Primary LanguagePython

DomainRAG

DomainRAG: A Chinese Benchmark for Evaluating Domain-specific Retrieval-Augmented Generation

Preliminary

The document corpurs is provided here: https://drive.google.com/file/d/1NquEyPGwP0MpTGJwDUUYKU37snYN4Er4/view?usp=sharing

After download your should put the corpus.tar.gz in the #{your-root}/DomainRAG/ and decompressing as following,

mv corpus.tar.gz #{your-root}/DomainRAG/
cd #{your-root}/DomainRAG/
tar -zxvf corpus.tar.gz 

Then there should be a directory, corpus, which is in a parallel folder with BCM.

Requirements

The requirements of DomainRAG is wrapped in the py39.yaml and py310.yaml file, install them by :

conda env create -f py39.yaml
conda env create -f py310.yaml

Note that the py39 is used for runing retrieval process. It involves faiss-gpu package, which is hard to download an adapted version... The py310 is used for evaluation. You can only build the environment of py310 if you do not need to do retrieve process.

Run Retrieval

we provide python files related to retrieve documents from corpus via basic retrievers in #{your-root}/DomainRAG/BCM/models. You can do this process by the following commands:

cd #{your-root}/DomainRAG/BCM/models
sh retrieve.sh # it will direct retrieve documents for extractive/conversational/multi-doc/time-sensitive datasets.

Run Evaluation

The run files for evaluating models is put in #{your-root}/DomainRAG/BCM/evaluation. In each eval_${xx}.sh file, you should provide values for parameters of "openai_api" and "api_key" if you want to evaluate GPT models. You should also privide the value for "llm_root", which is name of the directory where you store LLMs' checkpoints. The default is '${your_root}/plms'.

You can run the following commands for generation and evaluation:

cd #{your-root}/DomainRAG/BCM/evaluation/
sh scripts/eval_close.sh # evaluate all models in the close-book setting
sh scripts/eval_golden.sh # evaluate all models in the golden-references setting
sh scripts/eval_retrieve.sh # evaluate all models in the retrieved-references setting
sh scripts/eval_noisy.sh # evaluate all models in different noisy settings.

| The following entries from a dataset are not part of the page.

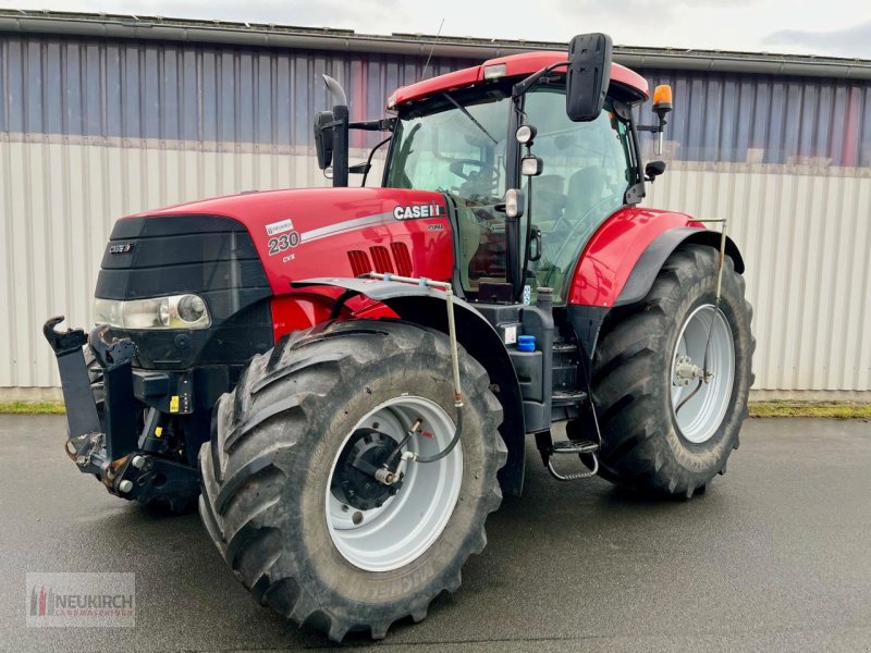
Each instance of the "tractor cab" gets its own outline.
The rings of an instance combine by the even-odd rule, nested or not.
[[[619,118],[617,100],[608,98],[594,120],[571,121],[565,75],[548,76],[523,97],[524,124],[537,133],[522,144],[512,124],[512,86],[511,79],[491,81],[400,107],[383,184],[450,197],[458,225],[457,275],[467,298],[498,293],[517,267],[525,268],[520,289],[528,286],[527,300],[547,286],[562,303],[584,245],[627,204],[627,193],[639,182],[630,119],[628,112]],[[540,160],[538,175],[510,170],[523,151]],[[526,200],[524,215],[506,213],[505,193],[512,188]],[[506,232],[518,220],[519,250],[528,254],[510,260]]]
[[[631,107],[648,98],[647,82],[610,56],[596,63],[602,74],[579,79],[565,52],[503,57],[389,99],[382,185],[449,198],[453,281],[466,299],[530,304],[548,287],[564,304],[589,238],[643,197]],[[569,115],[573,95],[601,106]]]

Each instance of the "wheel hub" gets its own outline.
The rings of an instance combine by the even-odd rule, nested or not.
[[[706,383],[710,383],[713,378],[714,374],[711,370],[708,370],[708,373],[706,374],[704,370],[692,364],[692,359],[689,356],[680,355],[675,360],[672,385],[680,387],[689,385],[698,379],[702,379]]]
[[[707,374],[694,362],[702,360]],[[735,344],[728,320],[711,304],[699,306],[680,329],[671,367],[672,409],[685,440],[702,444],[716,433],[734,379]]]
[[[358,510],[380,508],[402,488],[402,479],[385,485],[371,471],[381,469],[397,442],[375,429],[357,429],[339,456],[331,491],[333,496]]]

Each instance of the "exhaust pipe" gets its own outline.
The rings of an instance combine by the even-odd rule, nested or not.
[[[347,186],[348,143],[347,143],[347,96],[344,88],[329,75],[322,75],[327,89],[333,98],[333,187]]]

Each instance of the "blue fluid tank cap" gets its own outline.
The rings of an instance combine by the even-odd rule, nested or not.
[[[518,352],[535,352],[536,350],[536,336],[535,335],[518,335],[517,336],[517,350]]]

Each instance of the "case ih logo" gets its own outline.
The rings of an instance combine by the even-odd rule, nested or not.
[[[396,220],[414,220],[415,218],[438,218],[442,214],[439,205],[415,205],[413,207],[396,207],[393,217]]]
[[[135,626],[133,574],[27,574],[27,626]]]

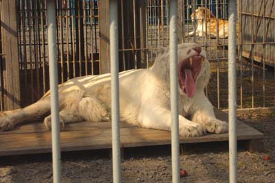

The gpt-4 evaluation is conducted after all predicted results are generated (implemented by the above commands). You can run the following commands:

cd #{your-root}/DomainRAG/BCM/evaluation/prediction_results
sh gpt_eval.sh #{eval_root} #{openai_api} #{apikey} #{model}

where #{eval_root} is the directory that save all the predicted results for a certain task, such as 'conversation_qa'. #{model} is the name of GPT model used to evaluate, where we use 'gpt-4-1106-preview'.